Fifteen-and-a-half years later, Dantrell Davis' mother fears that violent crime, even with lower numbers, has become a bigger problem, and that any summit solution has to be broad-based.

"We as parents have to step up. We can't just keep blaming the police and putting it in their hands," said Annette Freeman, Dantrell Davis' mother.

"Violence is a very complex social problem. It has many causes; it's not a simple answer, and if we take one approach – a law enforcement approach, a school approach, public health approach - we're going to miss part of what the problem is," said Rosenbaum.

Rosenbaum, a UIC criminologist, says crime summits can be useful if they bring different disciplines together, and if there's follow-up. Rosenbaum is part of a University of Chicago-based team that earlier this month launched a project to identify some root causes of violent crime among youth. Part of the solution, he says, will be to focus on health care, keeping kids in school, and identifying neighborhoods and families at risk.

"If we integrate those services and stay focused on the families and neighborhoods that need the most help, we could have a substantial impact on crime over time," said Rosenbaum.

"They have to start going to PTA meetings.
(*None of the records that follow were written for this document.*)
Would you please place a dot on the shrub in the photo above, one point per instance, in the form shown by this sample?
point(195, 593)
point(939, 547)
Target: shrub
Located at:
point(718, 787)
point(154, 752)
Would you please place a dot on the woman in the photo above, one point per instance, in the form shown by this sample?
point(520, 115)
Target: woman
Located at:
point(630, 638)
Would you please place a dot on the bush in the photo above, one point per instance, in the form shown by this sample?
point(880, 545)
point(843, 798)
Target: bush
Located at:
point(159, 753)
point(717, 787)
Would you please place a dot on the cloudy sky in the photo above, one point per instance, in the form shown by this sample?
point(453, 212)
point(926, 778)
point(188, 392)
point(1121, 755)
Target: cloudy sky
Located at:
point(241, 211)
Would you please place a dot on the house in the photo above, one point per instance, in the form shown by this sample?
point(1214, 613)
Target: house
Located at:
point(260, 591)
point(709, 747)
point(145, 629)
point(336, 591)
They have to start going to organizations, like Inner City Youth Foundation, finding something worthwhile for their kids can join in. It starts at home," said Freeman.

It is, of course, not clear yet what those taking part in this new summit will recommend. No doubt some of what'll be said is part of the blueprint that this new team of researchers has just started working on. And they are to come up with some recommendations in four to six months.